On March 23, 2020, we announced that our Trustees approved a plan for reorganizing the Trust from its current structure to a corporation formed under the laws of the State of Delaware. The Trustees made their determination following careful consideration of the recommendation of the Conversion Exploration Committee of the Trust. The Trust presently intends that the corporate reorganization will be effected by the end of the third quarter of 2020, but the Trust recognizes that unforeseen impacts of COVID-19 or other developments could extend this timeframe despite the Trust’s efforts. Barring any unforeseen disruptions, further information regarding the corporate reorganization will be included in a registration statement on Form 10 to be filed by the corporation with the SEC as well as in other communications and disclosures anticipated to be made by the Trust and the corporation.

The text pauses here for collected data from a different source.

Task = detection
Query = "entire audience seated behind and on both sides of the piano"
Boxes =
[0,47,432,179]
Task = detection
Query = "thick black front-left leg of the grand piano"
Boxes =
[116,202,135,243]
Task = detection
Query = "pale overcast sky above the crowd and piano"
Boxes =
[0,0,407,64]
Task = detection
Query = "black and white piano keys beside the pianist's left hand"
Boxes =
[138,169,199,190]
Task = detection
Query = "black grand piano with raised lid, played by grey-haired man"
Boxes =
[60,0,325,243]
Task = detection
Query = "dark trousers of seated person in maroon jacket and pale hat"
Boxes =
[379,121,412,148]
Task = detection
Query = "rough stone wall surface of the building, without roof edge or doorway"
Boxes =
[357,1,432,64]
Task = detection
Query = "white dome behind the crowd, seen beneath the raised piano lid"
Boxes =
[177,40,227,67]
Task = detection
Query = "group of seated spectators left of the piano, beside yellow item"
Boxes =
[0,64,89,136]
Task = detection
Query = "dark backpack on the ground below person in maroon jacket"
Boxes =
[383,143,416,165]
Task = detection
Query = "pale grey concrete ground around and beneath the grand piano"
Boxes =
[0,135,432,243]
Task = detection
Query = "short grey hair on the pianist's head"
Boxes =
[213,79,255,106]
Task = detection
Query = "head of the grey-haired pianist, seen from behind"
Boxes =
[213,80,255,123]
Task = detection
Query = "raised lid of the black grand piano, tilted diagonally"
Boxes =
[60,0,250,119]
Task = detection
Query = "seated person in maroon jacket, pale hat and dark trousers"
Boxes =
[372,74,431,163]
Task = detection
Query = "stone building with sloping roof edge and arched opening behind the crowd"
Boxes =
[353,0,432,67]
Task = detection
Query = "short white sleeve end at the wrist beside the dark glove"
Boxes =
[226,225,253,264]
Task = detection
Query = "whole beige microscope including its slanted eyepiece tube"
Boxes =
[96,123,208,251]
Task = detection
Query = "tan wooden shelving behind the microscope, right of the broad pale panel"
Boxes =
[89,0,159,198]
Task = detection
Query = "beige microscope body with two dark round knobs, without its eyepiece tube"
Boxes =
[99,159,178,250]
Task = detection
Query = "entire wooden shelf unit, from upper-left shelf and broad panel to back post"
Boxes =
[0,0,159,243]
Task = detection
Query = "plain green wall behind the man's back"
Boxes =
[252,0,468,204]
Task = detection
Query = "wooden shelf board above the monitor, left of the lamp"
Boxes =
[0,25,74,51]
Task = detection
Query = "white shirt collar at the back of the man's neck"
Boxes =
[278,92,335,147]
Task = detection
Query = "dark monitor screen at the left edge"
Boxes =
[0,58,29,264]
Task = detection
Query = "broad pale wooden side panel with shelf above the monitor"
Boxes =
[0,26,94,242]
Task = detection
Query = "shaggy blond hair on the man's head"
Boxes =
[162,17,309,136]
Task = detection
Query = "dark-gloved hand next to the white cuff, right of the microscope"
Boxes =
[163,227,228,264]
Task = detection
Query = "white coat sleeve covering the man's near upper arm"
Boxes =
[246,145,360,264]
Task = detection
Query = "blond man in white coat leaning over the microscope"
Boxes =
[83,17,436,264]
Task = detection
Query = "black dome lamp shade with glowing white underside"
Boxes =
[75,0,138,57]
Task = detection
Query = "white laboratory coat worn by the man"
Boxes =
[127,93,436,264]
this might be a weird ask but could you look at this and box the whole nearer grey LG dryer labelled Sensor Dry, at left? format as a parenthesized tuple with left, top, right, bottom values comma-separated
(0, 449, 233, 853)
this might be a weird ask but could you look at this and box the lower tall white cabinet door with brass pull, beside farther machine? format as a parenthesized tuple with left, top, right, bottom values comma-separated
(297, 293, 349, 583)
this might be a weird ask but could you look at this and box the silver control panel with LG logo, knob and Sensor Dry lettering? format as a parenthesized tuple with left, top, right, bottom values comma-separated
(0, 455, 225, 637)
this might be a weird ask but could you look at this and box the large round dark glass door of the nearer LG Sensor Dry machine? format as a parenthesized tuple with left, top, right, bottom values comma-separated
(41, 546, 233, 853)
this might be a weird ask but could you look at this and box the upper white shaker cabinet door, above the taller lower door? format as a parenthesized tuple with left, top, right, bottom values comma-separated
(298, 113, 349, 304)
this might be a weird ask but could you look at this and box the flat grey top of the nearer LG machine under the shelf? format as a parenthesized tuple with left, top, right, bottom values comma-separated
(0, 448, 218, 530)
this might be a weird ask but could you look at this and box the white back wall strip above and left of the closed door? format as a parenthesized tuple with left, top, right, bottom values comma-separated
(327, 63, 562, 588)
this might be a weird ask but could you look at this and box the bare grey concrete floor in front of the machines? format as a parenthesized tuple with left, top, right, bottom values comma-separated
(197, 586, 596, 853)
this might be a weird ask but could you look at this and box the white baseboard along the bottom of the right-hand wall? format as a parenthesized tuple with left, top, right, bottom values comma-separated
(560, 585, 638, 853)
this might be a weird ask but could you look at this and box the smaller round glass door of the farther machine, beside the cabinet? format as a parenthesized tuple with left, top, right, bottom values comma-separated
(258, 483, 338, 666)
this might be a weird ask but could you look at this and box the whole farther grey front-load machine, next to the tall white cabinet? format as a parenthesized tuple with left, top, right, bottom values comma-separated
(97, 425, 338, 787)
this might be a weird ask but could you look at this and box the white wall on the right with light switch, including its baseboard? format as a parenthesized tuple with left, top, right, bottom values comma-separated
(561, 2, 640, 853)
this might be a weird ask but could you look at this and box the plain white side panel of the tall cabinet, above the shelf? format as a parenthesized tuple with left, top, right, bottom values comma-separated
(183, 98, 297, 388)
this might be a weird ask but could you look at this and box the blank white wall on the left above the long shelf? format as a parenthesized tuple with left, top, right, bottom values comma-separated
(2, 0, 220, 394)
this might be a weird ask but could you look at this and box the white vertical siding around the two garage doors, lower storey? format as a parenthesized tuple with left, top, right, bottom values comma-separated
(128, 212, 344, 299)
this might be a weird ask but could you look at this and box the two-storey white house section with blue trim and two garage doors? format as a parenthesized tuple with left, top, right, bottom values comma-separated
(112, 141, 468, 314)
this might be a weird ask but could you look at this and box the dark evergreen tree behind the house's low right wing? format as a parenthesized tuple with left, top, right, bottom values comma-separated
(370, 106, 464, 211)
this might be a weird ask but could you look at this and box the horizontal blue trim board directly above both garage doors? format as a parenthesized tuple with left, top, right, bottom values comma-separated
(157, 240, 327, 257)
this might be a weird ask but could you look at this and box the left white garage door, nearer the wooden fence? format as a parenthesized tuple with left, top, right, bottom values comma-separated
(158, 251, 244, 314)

Transparency is improving.  Let’s buy some shares back.

5 thoughts on “1Q20 Q

  1. “Transparency is improving. Let’s buy some shares back.“

    We as shareholders buy shares back or are you saying the trust should fire up the repurchase engine again?

    Liked by 1 person

  2. I think the timing of Q3 is just them saying that it is in the hands of the SEC and they can’t control the timing. Evaluating borrowing is interesting. I think they are looking at royalties going down materially, easement business going away until new wells are being built, and water business getting rocked. They could be in a cash burn situation soon. They have one heck of a buffer on the balance sheet. If think things get back to normal in two years, maybe they keep all the water guys employed and they don’t cut expenses. Might want to have a bigger buffer in that case.